In 2019, Justice Jacqueline Gleeson said she was not persuaded the ACCC’s evidence was sufficient to support a conclusion that the wipes were unsuitable for flushing.

“If it is sufficient, I do not draw that conclusion because the instances of blockages identified by the complaints are so few in the context of the total sales of the wipes that they are properly characterised as insignificant,” she said.

“There was ample evidence that ‘wipe’ products generally are a significant management problem for municipal sewerage systems, impairing the function of infrastructure and increasing maintenance costs.”

But, it did not demonstrate that the company’s Kleenex Cottonelle Flushable Cleansing Cloths wipes had caused harm to, or inflicted cost on, any single municipal system in any particular .

The Appeal Court noted Justice Gleeson did consider the risk of harm posed by the wipes but concluded it was not shown to be materially greater than the risk posed by toilet paper.

She was correct to rule that the ACCC “failed to establish that the flushability representation was false or misleading”, the judges said.

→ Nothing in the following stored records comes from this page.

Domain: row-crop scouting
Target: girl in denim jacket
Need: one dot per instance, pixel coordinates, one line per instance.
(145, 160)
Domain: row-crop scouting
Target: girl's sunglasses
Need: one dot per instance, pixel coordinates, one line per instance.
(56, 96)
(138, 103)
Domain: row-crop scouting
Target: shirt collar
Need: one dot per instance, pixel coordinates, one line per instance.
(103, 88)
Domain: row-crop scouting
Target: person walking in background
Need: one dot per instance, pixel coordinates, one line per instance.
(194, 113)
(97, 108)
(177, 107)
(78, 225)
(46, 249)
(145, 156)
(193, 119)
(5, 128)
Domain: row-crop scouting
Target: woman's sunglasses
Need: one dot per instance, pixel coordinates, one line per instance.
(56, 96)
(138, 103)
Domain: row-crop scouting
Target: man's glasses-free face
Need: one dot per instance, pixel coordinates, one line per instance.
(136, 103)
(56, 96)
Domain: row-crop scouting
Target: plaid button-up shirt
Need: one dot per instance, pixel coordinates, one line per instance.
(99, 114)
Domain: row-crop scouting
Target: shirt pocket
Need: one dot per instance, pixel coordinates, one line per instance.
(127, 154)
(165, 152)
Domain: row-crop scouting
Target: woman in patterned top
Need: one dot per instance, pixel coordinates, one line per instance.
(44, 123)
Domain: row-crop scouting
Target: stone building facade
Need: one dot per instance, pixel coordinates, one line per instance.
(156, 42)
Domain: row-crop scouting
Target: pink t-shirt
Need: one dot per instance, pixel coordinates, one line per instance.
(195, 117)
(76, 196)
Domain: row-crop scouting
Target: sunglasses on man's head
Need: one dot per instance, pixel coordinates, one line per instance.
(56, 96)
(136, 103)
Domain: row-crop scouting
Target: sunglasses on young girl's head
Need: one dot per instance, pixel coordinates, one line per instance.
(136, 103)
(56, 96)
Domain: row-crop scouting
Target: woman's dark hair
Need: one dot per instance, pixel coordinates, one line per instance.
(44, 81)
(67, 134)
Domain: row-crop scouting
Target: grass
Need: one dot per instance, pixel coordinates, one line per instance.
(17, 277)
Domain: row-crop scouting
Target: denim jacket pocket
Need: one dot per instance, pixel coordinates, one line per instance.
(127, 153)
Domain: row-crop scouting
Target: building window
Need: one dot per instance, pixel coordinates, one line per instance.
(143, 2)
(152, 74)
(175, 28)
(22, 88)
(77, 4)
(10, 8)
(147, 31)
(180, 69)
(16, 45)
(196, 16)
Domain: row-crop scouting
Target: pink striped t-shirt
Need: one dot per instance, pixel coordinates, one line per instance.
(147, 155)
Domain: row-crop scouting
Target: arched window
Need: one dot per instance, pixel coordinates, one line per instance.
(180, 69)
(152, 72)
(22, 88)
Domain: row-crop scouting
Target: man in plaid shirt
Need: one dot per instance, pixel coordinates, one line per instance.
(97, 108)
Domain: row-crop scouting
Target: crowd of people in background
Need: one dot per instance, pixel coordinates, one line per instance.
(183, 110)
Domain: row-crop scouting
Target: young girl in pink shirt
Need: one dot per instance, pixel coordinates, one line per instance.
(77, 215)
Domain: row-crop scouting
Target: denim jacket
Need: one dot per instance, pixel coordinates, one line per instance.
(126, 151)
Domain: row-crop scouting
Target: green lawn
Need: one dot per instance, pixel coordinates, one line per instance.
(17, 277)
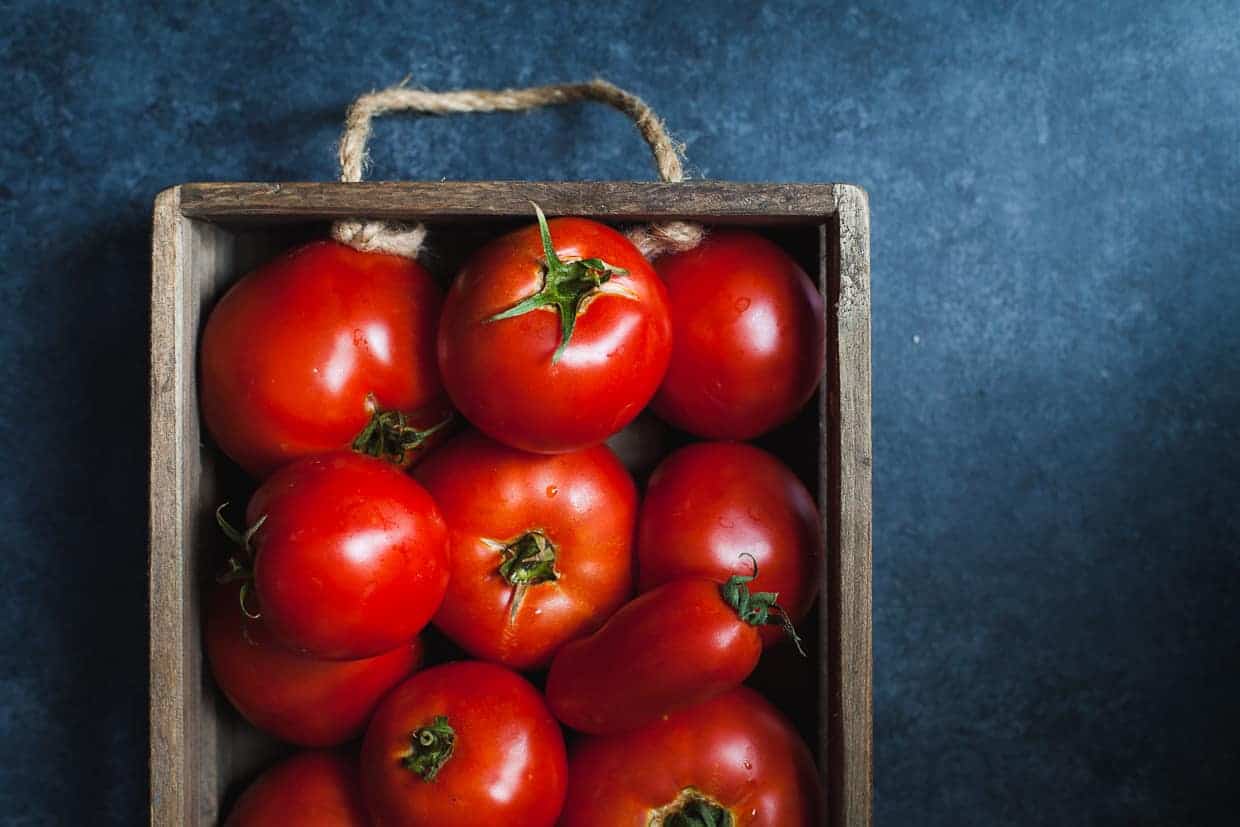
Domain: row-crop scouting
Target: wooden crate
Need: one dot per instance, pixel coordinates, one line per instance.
(206, 234)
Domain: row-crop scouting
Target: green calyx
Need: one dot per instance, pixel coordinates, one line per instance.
(758, 608)
(389, 437)
(429, 748)
(241, 566)
(527, 561)
(692, 809)
(566, 287)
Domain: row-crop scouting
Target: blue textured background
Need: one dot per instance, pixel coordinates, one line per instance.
(1057, 394)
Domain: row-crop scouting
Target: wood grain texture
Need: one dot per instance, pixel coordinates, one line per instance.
(170, 707)
(207, 234)
(848, 463)
(482, 201)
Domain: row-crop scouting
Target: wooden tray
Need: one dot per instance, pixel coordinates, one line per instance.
(206, 234)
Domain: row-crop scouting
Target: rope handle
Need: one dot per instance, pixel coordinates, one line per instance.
(402, 98)
(403, 239)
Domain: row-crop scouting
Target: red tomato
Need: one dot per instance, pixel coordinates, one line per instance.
(308, 790)
(350, 556)
(709, 505)
(464, 744)
(541, 547)
(748, 331)
(733, 760)
(295, 697)
(554, 344)
(300, 355)
(677, 645)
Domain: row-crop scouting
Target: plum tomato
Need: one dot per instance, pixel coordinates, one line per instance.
(553, 337)
(748, 336)
(677, 645)
(730, 761)
(464, 744)
(347, 556)
(311, 789)
(323, 349)
(709, 506)
(541, 547)
(296, 698)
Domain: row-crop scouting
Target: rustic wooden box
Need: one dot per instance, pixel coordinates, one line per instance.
(206, 234)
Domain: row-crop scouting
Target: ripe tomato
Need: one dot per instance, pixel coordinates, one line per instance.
(733, 760)
(709, 505)
(748, 331)
(296, 698)
(671, 647)
(350, 556)
(464, 744)
(304, 352)
(541, 547)
(309, 790)
(551, 342)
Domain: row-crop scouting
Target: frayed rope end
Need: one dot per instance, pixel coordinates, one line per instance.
(391, 237)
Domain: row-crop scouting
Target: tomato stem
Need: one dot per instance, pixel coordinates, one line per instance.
(758, 608)
(241, 566)
(429, 748)
(566, 287)
(692, 809)
(527, 561)
(389, 437)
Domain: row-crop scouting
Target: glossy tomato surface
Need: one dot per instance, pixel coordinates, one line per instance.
(505, 375)
(748, 331)
(309, 790)
(350, 556)
(714, 508)
(296, 356)
(298, 698)
(460, 745)
(667, 649)
(734, 755)
(541, 547)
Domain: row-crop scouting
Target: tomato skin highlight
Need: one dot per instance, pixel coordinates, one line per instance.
(506, 766)
(351, 558)
(737, 749)
(583, 502)
(708, 505)
(670, 647)
(501, 375)
(311, 789)
(748, 337)
(296, 698)
(292, 352)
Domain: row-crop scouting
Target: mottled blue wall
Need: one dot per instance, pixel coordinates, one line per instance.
(1057, 396)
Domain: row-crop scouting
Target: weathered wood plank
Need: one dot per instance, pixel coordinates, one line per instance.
(170, 703)
(851, 647)
(481, 201)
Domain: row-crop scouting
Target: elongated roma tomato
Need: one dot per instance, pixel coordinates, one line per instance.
(554, 337)
(748, 331)
(321, 349)
(709, 507)
(541, 547)
(315, 789)
(296, 698)
(460, 745)
(677, 645)
(349, 556)
(732, 760)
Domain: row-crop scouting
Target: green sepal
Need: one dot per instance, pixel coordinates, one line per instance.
(566, 287)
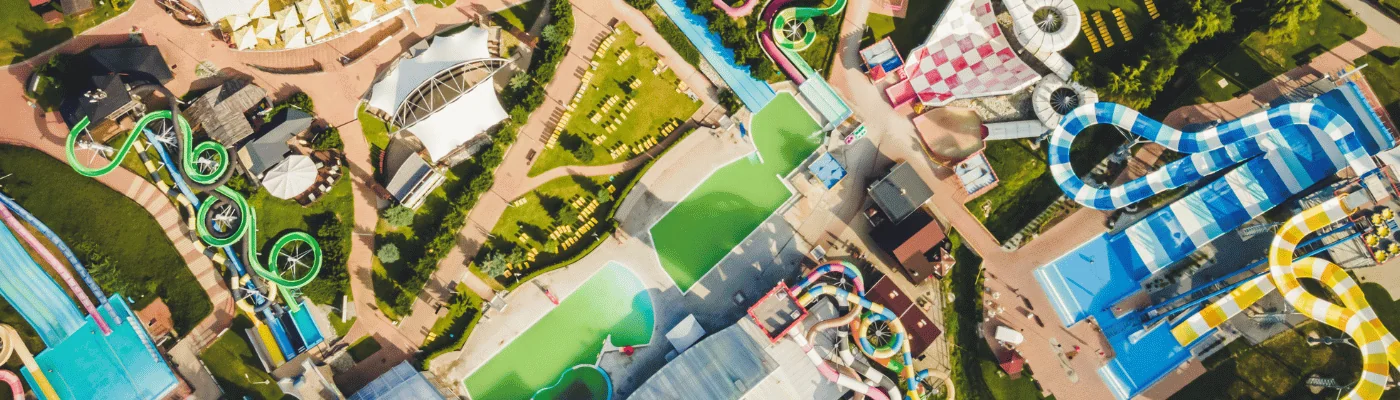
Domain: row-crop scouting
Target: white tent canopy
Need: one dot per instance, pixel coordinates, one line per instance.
(459, 120)
(216, 10)
(444, 52)
(291, 176)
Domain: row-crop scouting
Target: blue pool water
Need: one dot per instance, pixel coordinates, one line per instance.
(122, 365)
(34, 294)
(753, 93)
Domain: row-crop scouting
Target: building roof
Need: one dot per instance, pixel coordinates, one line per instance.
(917, 244)
(77, 105)
(399, 382)
(272, 146)
(220, 111)
(76, 6)
(900, 192)
(142, 62)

In a statement after the court’s ruling, consumer group Choice said the ACCC was right to appeal, even though it did not win.

“Regulators need to take on the hard battles and they won’t win every time, but we’re glad they took up the fight,” Choice consumer law expert Julia Steward said.

“Kimberly-Clark have won on legal technicalities, but that doesn’t change the fact that this is wrong. Kimberley Clark might have won this case but these wipes still aren’t flushable. Do not flush these wipes.”